Chapter 20.1, Problem 10SSC

Interpretation Introduction

Interpretation:

The condition under which redox reaction can cause an electric current to flow through a wire is to be described.

Concept introduction:

Redox reaction is a reaction in which one substance loses electrons, that is undergoes oxidation whereas another substance gains electrons, that is undergoes reduction. An example of such reaction is as follows:

$\text{Zn}\left(s\right)+{\text{CuSO}}_{\text{4}}\left(aq\right)\to {\text{ZnSO}}_{\text{4}}\left(aq\right)+\text{Cu}\left(s\right)$

$\text{Zn}$ is oxidized to ${\text{Zn}}^{2+}$ and ${\text{Cu}}^{2+}$ ions is reduced to $\text{Cu}$.

These reactions are accompanied by release of some energy called chemical energy which can be transformed to electrical energy by a device known as galvanic cell or electrochemical cell.

Electrochemistry is the study of relation between electrical energy and chemical changes that take place in redox reaction.

Answer to Problem 10SSC

There are two conditions under which redox reaction can cause an electric current to flow through a wire which are as follows:

• The oxidation and reduction reaction must take place in separate containers containing electrolyte, connected by a wire for current to flow.
• Presence of salt bridge between the two electrolytic solutions for completion of circuit by flow of ions between solutions.

Explanation of Solution

A redox reaction can be employed to produce electrical energy or current from chemical energy. An example of such reaction is as follows:

$\text{Zn}\left(s\right)+{\text{CuSO}}_{\text{4}}\left(aq\right)\to {\text{ZnSO}}_{\text{4}}\left(aq\right)+\text{Cu}\left(s\right)$

Above reaction can also be represented as follows:

$\text{Zn}\left(s\right)+{\text{Cu}}^{2+}\left(aq\right)\to {\text{Zn}}^{2+}\left(aq\right)+\text{Cu}\left(s\right)$

This reaction can also be split into two half reactions as follow:

$\text{Zn}\left(s\right)\to {\text{Zn}}^{2+}\left(aq\right)+2{\text{e}}^{-}$ (Oxidation half reaction)
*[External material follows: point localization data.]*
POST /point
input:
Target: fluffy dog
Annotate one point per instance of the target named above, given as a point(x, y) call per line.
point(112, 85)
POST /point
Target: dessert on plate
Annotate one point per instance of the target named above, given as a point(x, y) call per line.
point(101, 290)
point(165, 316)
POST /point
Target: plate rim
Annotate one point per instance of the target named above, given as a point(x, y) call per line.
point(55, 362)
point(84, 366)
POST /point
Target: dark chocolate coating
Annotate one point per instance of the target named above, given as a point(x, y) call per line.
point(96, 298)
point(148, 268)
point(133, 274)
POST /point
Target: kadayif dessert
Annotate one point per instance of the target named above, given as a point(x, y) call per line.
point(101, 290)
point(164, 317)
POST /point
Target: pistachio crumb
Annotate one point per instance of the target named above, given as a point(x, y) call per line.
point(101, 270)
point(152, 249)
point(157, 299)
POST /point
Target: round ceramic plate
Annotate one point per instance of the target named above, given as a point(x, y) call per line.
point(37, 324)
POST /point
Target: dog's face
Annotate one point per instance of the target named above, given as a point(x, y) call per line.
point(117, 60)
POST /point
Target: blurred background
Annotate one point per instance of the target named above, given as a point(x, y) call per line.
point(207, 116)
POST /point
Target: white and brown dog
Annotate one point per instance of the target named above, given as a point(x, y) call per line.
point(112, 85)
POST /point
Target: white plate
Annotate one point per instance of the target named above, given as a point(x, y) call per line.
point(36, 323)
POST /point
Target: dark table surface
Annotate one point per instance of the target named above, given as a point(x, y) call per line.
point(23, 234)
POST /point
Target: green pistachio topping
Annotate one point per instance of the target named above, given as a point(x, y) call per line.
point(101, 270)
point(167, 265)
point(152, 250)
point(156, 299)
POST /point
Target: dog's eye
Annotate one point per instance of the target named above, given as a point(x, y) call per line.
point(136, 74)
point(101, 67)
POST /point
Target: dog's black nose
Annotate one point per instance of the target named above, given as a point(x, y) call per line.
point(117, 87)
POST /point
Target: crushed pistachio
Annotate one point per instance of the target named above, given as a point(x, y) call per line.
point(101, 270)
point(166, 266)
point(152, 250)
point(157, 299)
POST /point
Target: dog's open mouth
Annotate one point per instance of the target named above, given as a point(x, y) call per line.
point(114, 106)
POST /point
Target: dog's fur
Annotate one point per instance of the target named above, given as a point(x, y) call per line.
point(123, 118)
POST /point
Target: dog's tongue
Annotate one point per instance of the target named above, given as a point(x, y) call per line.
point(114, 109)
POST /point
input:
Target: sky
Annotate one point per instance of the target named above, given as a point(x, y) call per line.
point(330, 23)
${\text{Cu}}^{2+}\left(aq\right)+2{\text{e}}^{-}\to \text{Cu}\left(s\right)$ (Reduction half reaction)

If oxidation half reaction and reduction half reaction occurs in separate beakers then, For redox reaction to cause current flow it is necessary that electron given out by zinc metal in one beaker to be gained by copper ions in other beaker. For this to happen Zinc metal rod is placed in zinc sulfate solution in one beaker and copper metal rod is placed in copper sulfate solution. Then the two solutions are connected by a wire and a salt bridge.
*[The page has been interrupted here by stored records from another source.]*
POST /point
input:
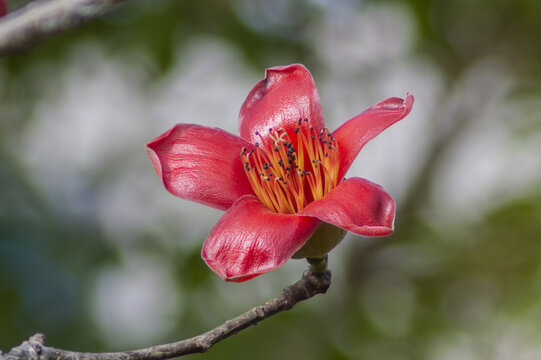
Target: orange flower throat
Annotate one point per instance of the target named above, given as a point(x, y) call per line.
point(287, 177)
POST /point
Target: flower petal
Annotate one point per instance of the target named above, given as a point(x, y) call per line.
point(356, 205)
point(201, 164)
point(250, 240)
point(356, 132)
point(286, 94)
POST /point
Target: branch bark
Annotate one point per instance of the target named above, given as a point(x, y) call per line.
point(308, 286)
point(43, 18)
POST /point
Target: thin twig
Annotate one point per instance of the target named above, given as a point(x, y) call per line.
point(308, 286)
point(43, 18)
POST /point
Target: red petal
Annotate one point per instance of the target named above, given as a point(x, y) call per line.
point(356, 205)
point(286, 94)
point(201, 164)
point(356, 132)
point(250, 240)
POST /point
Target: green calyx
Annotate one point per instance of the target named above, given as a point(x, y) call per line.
point(325, 238)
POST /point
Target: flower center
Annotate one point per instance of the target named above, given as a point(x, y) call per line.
point(287, 176)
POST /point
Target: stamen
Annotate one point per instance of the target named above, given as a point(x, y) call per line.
point(301, 173)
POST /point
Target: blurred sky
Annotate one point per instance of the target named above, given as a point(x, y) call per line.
point(78, 109)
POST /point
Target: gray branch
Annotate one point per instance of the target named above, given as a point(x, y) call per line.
point(308, 286)
point(43, 18)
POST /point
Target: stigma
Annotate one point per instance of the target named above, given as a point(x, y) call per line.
point(287, 171)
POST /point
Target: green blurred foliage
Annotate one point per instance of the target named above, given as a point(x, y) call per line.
point(426, 284)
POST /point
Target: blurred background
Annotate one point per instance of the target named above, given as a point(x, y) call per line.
point(95, 253)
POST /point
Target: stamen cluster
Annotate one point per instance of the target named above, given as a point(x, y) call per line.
point(287, 175)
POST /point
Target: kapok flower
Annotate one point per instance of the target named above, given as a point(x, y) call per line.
point(281, 181)
point(3, 8)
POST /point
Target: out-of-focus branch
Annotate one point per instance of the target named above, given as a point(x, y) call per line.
point(43, 18)
point(308, 286)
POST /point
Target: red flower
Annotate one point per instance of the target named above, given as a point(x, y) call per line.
point(281, 178)
point(3, 8)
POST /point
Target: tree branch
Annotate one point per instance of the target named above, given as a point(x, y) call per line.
point(43, 18)
point(308, 286)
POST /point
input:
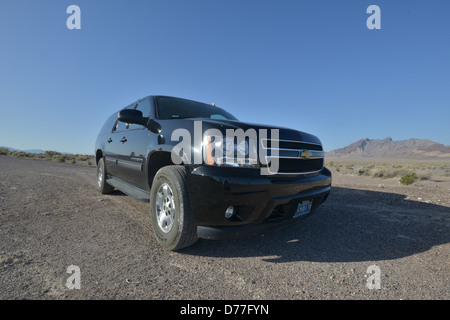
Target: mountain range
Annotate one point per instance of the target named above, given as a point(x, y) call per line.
point(388, 148)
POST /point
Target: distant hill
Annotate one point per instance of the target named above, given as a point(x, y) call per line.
point(388, 148)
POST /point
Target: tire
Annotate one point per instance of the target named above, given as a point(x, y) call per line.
point(171, 215)
point(102, 186)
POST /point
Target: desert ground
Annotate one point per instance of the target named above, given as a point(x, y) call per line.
point(52, 219)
Salt bridge helps in mainly two things:

• To complete the electrical circuit by allowing the ions to flow from one solution to the other without mixing the two solutions.
• To maintain the electrical neutrality of the solutions in the two half cells.

Therefore, there are two conditions under which redox reaction can cause an electric current to flow through a wire which are as follows:

• The oxidation and reduction reaction must take place in separate containers containing electrolyte, connected by a wire for current to flow.
• Presence of salt bridge between the two electrolytic solutions for completion of circuit by flow of ions between solutions.

Conclusion

There are two conditions under which redox reaction can cause an electric current to flow through a wire which are as follows:

• The oxidation and reduction reaction must take place in separate containers containing electrolyte, connected by a wire for current to flow.
• Presence of salt bridge between the two electrolytic solutions for completion of circuit by flow of ions between solutions.